HISTORY OF THE COTTAGE
The Edgar Allan Poe Cottage, built c. 1812, is a New York City and State landmark listed on the National Register of Historic Places. The historic house museum is famous as the final home of the writer. At the time that Poe, his ailing wife Virginia and mother-in-law, Mrs. Maria Clemm moved in during the spring of 1846, the house was owned by John Valentine. Poe rented it for $100 per year. Virginia died in the house in 1847 and after Poe’s death on October 7, 1849 while in Baltimore, Mrs. Clemm moved out.
Until 1913, when the city of New York purchased it, the small farmhouse was occupied and owned by a number of individuals, although the owners tended not to be the occupants.

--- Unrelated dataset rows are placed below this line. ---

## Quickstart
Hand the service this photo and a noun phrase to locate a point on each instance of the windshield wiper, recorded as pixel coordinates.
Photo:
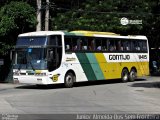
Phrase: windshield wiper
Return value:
(32, 65)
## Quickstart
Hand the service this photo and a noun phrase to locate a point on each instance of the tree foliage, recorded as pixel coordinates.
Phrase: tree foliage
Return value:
(105, 15)
(15, 18)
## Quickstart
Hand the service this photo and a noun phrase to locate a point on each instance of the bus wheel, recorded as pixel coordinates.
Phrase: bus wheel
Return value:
(69, 80)
(132, 75)
(125, 75)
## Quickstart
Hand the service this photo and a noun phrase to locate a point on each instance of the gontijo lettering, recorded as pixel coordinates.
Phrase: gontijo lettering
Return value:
(119, 57)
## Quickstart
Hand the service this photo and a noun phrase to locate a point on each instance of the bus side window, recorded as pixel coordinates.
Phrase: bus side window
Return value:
(85, 44)
(68, 43)
(104, 44)
(91, 44)
(79, 44)
(112, 46)
(126, 45)
(98, 44)
(144, 46)
(118, 45)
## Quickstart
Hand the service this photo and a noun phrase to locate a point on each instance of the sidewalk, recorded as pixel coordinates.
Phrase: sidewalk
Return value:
(4, 86)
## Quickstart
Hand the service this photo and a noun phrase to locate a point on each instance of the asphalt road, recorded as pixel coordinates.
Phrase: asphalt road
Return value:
(103, 97)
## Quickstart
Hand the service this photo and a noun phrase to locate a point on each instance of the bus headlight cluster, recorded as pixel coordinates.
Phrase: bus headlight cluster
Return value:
(16, 73)
(40, 74)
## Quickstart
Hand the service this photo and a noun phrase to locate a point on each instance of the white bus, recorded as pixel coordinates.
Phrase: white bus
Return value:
(52, 57)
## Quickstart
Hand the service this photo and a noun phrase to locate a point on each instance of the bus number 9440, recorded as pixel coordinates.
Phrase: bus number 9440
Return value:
(142, 56)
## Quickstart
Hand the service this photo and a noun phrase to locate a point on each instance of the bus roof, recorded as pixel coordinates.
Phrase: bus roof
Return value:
(41, 33)
(82, 33)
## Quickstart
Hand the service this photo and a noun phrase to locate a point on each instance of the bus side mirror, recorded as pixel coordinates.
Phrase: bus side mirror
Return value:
(12, 54)
(50, 55)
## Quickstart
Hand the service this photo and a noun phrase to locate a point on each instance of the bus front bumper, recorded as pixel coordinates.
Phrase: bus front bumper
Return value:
(32, 80)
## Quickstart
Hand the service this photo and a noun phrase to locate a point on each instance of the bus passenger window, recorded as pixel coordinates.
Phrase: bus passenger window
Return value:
(91, 44)
(68, 43)
(112, 46)
(98, 44)
(104, 44)
(84, 44)
(79, 44)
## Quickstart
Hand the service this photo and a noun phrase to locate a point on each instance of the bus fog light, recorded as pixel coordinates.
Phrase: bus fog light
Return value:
(39, 79)
(16, 81)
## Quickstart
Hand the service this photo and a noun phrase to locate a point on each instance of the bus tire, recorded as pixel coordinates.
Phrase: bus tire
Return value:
(125, 75)
(132, 75)
(69, 80)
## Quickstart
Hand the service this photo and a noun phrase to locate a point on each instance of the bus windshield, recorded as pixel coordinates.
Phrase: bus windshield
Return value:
(33, 40)
(30, 58)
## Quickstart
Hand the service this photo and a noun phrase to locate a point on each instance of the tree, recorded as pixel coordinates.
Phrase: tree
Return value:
(15, 18)
(105, 15)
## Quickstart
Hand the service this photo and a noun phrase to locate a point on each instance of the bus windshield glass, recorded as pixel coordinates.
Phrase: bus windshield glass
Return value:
(30, 58)
(26, 41)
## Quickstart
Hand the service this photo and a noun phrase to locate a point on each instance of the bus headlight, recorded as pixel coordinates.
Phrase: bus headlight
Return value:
(16, 73)
(40, 74)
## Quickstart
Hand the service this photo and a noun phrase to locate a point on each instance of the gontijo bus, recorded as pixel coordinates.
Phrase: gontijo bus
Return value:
(51, 57)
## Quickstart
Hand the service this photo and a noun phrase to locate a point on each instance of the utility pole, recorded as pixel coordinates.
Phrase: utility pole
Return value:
(47, 16)
(39, 15)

The Valentine family sold the house in 1866 to James Cole, who sold it the following year to Henry Stoney. Stoney sold it to Thomas and Ann Holt in 1871 who sold it that same year to John Berrian. Berrian transferred ownership of it in 1877 to Henry Berrian. It was in 1874 that the first newspaper article appeared about visitors to the poet’s former home due to the growing popularity of his writings – the Cottage’s occupant [name unknown] was a young woman. The house remained in the Berrian family until 1883, when it was sold to Nelson and Julia Strang. In a New York Times article, dated June 10, 1883 and entitled “Poe’s Home” the occupant at the time was said to be a Mrs. Dechert, widow of William Dechert who had worked on plans for Central Park and who had designed many of the roads around Fordham. She is described as an elderly Southern lady who had lived there for many years. By the Fall of 1891 Mrs. Dechert had left the house due to ill health; by then Poe Cottage was described as being in a run-down condition. In 1884, the property was purchased by Patrick J. Keary. In 1889, Keary offered it to New York as a memorial, but the city didn’t want it. In April of that year, it was sold at auction to William Fearing Gill; he sold it in 1892 to Austin Ford who, in turn, sold it in 1895 to Joseph Edward Chauvet, a dentist.
In 1895, the Shakespeare Society rented Poe’s Cottage to publicize its plight but was unable to raise $5,000 needed to buy it from Dr. Chauvet, who lived in it for a time – and used it for a dental office. He had difficulty finding renters due to the fact that so many came to see Poe’s home. It was Chauvet who persuaded New York City to buy the house, which it did in 1913. It was moved across the street into Poe Park and opened as a museum in 1913.
The Bronx County Historical Society has administered the Edgar Allan Poe Cottage as an historic house museum since 1975, in cooperation with the New York City Department of Parks & Recreation and the Historic House Trust of New York City.